Indépendamment de la situation sécuritaire dans le sud, d'autres comme Adib Halim Beksamos, un mécanicien de 72 ans, évoquent leurs difficultés économiques.
"Les paysans perdent de l'argent car tout est devenu cher... l'électricité est devenue chère, de même que les pesticides", explique M. Beksamos.
En vue de l'obtention d'un prêt de la part du Fonds monétaire international de 12 milliards de dollars sur trois ans, le gouvernement de M. Sissi a décidé de laisser flotter la livre égyptienne, entraînant une forte inflation.
Selon lui, la récolte d'un feddan (0,42 hectare) de laitue se vendait, avant la dévaluation de la devise égyptienne en novembre 2016, 10.000 livres (environ 1.000 euros à l'époque) et se vend désormais 3.000 livres (environ 150 euros).

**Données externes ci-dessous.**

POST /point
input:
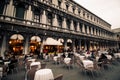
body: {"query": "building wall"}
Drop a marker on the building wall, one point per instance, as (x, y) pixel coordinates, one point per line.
(56, 18)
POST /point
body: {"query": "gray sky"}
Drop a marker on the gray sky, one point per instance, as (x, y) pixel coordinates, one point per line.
(108, 10)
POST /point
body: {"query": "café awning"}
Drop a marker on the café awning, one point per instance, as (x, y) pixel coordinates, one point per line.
(51, 41)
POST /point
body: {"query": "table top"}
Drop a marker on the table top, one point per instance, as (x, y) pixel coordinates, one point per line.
(67, 60)
(87, 63)
(44, 74)
(36, 63)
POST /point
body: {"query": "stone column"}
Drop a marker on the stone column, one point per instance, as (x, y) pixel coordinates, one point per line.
(4, 45)
(85, 45)
(83, 28)
(43, 43)
(92, 30)
(10, 9)
(88, 30)
(78, 27)
(55, 21)
(65, 44)
(29, 13)
(73, 45)
(26, 46)
(55, 2)
(80, 44)
(44, 17)
(64, 25)
(71, 25)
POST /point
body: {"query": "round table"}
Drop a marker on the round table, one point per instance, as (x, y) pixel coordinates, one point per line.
(44, 74)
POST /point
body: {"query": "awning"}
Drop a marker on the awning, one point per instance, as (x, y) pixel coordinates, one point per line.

"M. Sissi est un homme bon et tout ce qu'il a fait était bon, mais la hausse des prix est terrible et je me demande s'il peut rendre (les prix) plus abordables, car les travailleurs n'ont pas assez pour vivre", déplore le septuagénaire dans sa galabeya grise de travail.
Outre la dévaluation, les autorités ont mis en place une taxe sur la valeur ajoutée, réduit les subventions d'Etat sur le gaz et l'essence, et augmenté les prix de l'électricité.
Environ 28% des 96,6 millions d'Egyptiens vivent sous le seuil de pauvreté, et le taux de pauvreté dépasse 50% dans certaines régions du sud, selon des chiffres officiels.
'Pourquoi voterais-je?'
A 70 km au nord d'Abou Choucha, à Sohag, capitale de la province du même nom, les affiches de soutien au président Sissi sont moins nombreuses qu'au Caire. Quant à celles de son adversaire, elles sont inexistantes.
>> Lire aussi : Ces Egyptiens du Printemps arabe qui n'iront pas voter
Dans cette grosse bourgade de plusieurs centaines de milliers d'habitants, nombreux sont ceux qui mettront un bulletin Sissi dans l'urne lundi.
Maher Bechai, 66 ans, vendeur de matériel cycliste, affirme qu'il votera pour lui "pour un, deux, trois ou quatre mandats, car il veut construire notre pays".
D'autres sont un peu moins enthousiastes.
"J'espérais juste pouvoir choisir entre plusieurs candidats", explique un employé de pharmacie qui a préféré garder l'anonymat pour des raisons de sécurité.
Othman, 21 ans, qui travaille dans une usine de briques, ne montre pas un grand intérêt pour l'élection. "J'ai mon travail, je soutiens (financièrement) mes frères et soeurs, ma femme... Je ne sais pas comment le pays est dirigé, donc pourquoi voterais-je et que vaudrait mon opinion?"